The Assembly Government's response has been that it is up to each council to decide. In other words, they are actively promoting a postcode lottery policy.
All the signs are that this row will rumble on for a long time to come, and deservedly so because it goes to the heart of our democracy and civil liberties. Do we have the right to know what our councils are doing in our name and with our money? Don't we have the right to be free from the fear of arbitrary arrest?
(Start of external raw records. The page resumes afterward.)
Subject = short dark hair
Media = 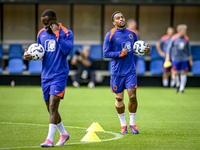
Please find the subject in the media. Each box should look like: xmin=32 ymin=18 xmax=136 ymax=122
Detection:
xmin=41 ymin=9 xmax=57 ymax=20
xmin=111 ymin=11 xmax=122 ymax=22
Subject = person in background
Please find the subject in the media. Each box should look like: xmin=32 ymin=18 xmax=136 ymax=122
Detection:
xmin=156 ymin=27 xmax=175 ymax=87
xmin=71 ymin=46 xmax=95 ymax=88
xmin=165 ymin=24 xmax=193 ymax=93
xmin=127 ymin=19 xmax=140 ymax=67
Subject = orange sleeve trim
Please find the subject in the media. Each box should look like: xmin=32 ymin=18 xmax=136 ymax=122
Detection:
xmin=54 ymin=30 xmax=59 ymax=42
xmin=161 ymin=35 xmax=169 ymax=42
xmin=184 ymin=35 xmax=189 ymax=41
xmin=171 ymin=33 xmax=179 ymax=41
xmin=126 ymin=28 xmax=138 ymax=37
xmin=134 ymin=84 xmax=137 ymax=88
xmin=109 ymin=27 xmax=117 ymax=42
xmin=58 ymin=23 xmax=69 ymax=38
xmin=57 ymin=88 xmax=65 ymax=98
xmin=37 ymin=28 xmax=46 ymax=38
xmin=119 ymin=51 xmax=125 ymax=58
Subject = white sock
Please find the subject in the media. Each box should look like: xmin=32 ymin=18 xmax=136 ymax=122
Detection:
xmin=175 ymin=75 xmax=180 ymax=87
xmin=47 ymin=124 xmax=57 ymax=142
xmin=57 ymin=121 xmax=67 ymax=136
xmin=180 ymin=74 xmax=187 ymax=91
xmin=118 ymin=113 xmax=127 ymax=126
xmin=170 ymin=80 xmax=175 ymax=87
xmin=163 ymin=79 xmax=168 ymax=87
xmin=129 ymin=112 xmax=136 ymax=125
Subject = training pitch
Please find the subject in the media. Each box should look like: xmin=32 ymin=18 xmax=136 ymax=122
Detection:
xmin=0 ymin=86 xmax=200 ymax=150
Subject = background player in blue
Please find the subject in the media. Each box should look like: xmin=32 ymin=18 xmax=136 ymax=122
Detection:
xmin=24 ymin=9 xmax=73 ymax=147
xmin=156 ymin=27 xmax=175 ymax=87
xmin=165 ymin=24 xmax=193 ymax=93
xmin=103 ymin=11 xmax=150 ymax=134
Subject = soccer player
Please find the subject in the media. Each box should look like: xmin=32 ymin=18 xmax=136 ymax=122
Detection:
xmin=24 ymin=9 xmax=73 ymax=147
xmin=103 ymin=11 xmax=150 ymax=134
xmin=165 ymin=24 xmax=193 ymax=93
xmin=156 ymin=27 xmax=175 ymax=87
xmin=126 ymin=19 xmax=139 ymax=39
xmin=127 ymin=19 xmax=140 ymax=67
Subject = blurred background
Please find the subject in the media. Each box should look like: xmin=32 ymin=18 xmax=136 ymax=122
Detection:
xmin=0 ymin=0 xmax=200 ymax=86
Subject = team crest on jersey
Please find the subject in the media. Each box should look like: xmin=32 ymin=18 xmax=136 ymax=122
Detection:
xmin=45 ymin=39 xmax=56 ymax=52
xmin=129 ymin=34 xmax=133 ymax=39
xmin=121 ymin=41 xmax=131 ymax=52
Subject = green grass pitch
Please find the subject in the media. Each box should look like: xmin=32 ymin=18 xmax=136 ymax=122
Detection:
xmin=0 ymin=86 xmax=200 ymax=150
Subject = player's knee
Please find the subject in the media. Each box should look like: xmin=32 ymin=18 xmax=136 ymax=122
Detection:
xmin=116 ymin=97 xmax=123 ymax=102
xmin=129 ymin=95 xmax=136 ymax=103
xmin=180 ymin=70 xmax=186 ymax=75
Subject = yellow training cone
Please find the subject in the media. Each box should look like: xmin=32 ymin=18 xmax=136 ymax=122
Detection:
xmin=86 ymin=122 xmax=104 ymax=132
xmin=163 ymin=61 xmax=172 ymax=68
xmin=81 ymin=131 xmax=101 ymax=142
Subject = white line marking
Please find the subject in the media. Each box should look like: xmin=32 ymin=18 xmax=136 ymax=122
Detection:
xmin=0 ymin=122 xmax=123 ymax=150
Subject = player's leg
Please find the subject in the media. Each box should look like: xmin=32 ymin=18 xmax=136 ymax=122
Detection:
xmin=125 ymin=72 xmax=139 ymax=134
xmin=179 ymin=61 xmax=188 ymax=93
xmin=115 ymin=92 xmax=127 ymax=133
xmin=162 ymin=70 xmax=169 ymax=87
xmin=110 ymin=75 xmax=127 ymax=133
xmin=50 ymin=80 xmax=70 ymax=146
xmin=41 ymin=79 xmax=55 ymax=147
xmin=171 ymin=61 xmax=180 ymax=93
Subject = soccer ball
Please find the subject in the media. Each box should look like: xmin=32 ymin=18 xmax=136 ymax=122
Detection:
xmin=27 ymin=43 xmax=45 ymax=61
xmin=133 ymin=40 xmax=146 ymax=56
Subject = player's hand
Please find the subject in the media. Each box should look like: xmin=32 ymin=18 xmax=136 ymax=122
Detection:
xmin=50 ymin=23 xmax=60 ymax=33
xmin=78 ymin=55 xmax=83 ymax=61
xmin=144 ymin=43 xmax=150 ymax=54
xmin=122 ymin=45 xmax=128 ymax=55
xmin=23 ymin=49 xmax=33 ymax=61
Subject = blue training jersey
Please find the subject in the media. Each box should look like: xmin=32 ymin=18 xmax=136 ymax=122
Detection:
xmin=103 ymin=27 xmax=138 ymax=76
xmin=37 ymin=23 xmax=73 ymax=79
xmin=158 ymin=34 xmax=171 ymax=53
xmin=166 ymin=33 xmax=191 ymax=62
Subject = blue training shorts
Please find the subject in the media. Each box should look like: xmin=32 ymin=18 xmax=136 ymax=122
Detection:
xmin=110 ymin=72 xmax=137 ymax=94
xmin=41 ymin=77 xmax=68 ymax=101
xmin=171 ymin=61 xmax=188 ymax=72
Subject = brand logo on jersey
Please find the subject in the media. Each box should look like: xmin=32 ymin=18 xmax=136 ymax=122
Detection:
xmin=113 ymin=85 xmax=117 ymax=91
xmin=121 ymin=41 xmax=131 ymax=52
xmin=55 ymin=90 xmax=60 ymax=93
xmin=42 ymin=35 xmax=46 ymax=37
xmin=45 ymin=39 xmax=56 ymax=52
xmin=116 ymin=38 xmax=120 ymax=40
xmin=132 ymin=84 xmax=135 ymax=86
xmin=129 ymin=34 xmax=133 ymax=39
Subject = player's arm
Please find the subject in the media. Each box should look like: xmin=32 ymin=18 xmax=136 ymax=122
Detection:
xmin=103 ymin=33 xmax=127 ymax=59
xmin=156 ymin=41 xmax=166 ymax=58
xmin=165 ymin=39 xmax=172 ymax=61
xmin=78 ymin=56 xmax=92 ymax=67
xmin=51 ymin=24 xmax=73 ymax=56
xmin=187 ymin=42 xmax=193 ymax=67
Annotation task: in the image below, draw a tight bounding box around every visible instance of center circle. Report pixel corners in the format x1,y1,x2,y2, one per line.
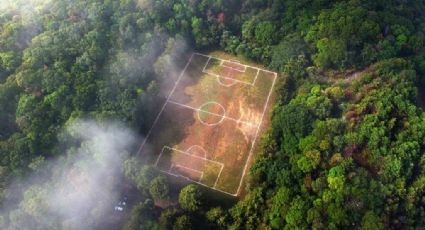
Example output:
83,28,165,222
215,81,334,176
197,102,226,126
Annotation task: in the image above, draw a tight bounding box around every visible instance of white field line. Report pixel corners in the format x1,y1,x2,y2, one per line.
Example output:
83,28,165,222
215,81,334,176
162,146,224,167
221,62,247,73
201,55,258,86
194,53,276,74
168,100,259,128
200,55,252,85
217,77,238,88
213,163,224,188
251,69,260,85
136,54,194,157
154,146,168,166
204,69,253,86
202,56,212,72
173,164,204,175
186,145,208,159
197,102,226,126
160,169,236,196
235,72,277,195
168,163,174,172
170,163,204,183
158,145,232,195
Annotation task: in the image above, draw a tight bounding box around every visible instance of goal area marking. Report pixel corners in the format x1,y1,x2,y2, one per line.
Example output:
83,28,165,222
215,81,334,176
169,163,204,183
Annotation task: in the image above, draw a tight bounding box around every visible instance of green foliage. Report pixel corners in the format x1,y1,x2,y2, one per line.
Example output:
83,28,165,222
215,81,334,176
268,187,292,229
173,215,193,230
229,187,265,229
178,185,203,212
149,176,170,200
285,197,307,228
327,166,345,191
270,34,309,76
159,208,180,229
206,207,228,229
124,200,161,230
243,57,425,229
313,38,347,70
361,211,384,230
254,21,276,45
134,166,157,193
1,0,425,229
297,149,321,173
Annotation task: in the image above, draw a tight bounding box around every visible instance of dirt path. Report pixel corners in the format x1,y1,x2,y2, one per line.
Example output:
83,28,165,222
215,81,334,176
342,67,372,84
312,67,372,85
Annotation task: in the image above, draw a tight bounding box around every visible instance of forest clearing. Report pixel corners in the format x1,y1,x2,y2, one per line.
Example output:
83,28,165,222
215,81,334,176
138,52,277,195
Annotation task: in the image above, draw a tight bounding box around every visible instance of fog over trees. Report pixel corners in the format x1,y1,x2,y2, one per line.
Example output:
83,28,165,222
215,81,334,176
0,0,425,229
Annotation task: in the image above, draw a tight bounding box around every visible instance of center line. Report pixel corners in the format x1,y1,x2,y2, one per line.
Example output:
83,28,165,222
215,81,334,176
168,100,259,128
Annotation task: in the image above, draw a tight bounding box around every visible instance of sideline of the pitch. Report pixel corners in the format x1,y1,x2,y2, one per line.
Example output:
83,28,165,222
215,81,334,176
136,54,195,156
The official minutes of the meeting, whenever they come out, will almost certainly make no mention of the row over the closure of the Day Club in Llandeilo. They will not tell you that two councillors were threatened with expulsion for trying to force a debate on the issue. They will not tell you that a member of the public was arrested for filming the meeting, even though filming is not actually against the council's own rules. The Carmarthenshire News, the council's "newspaper", will make no mention of any of this at all when it comes, unwanted, through our letterboxes.
And you won't be able to write to the "Camarthenshire News" about this or anything else, for that matter, because the council does not want to hear what people have to say.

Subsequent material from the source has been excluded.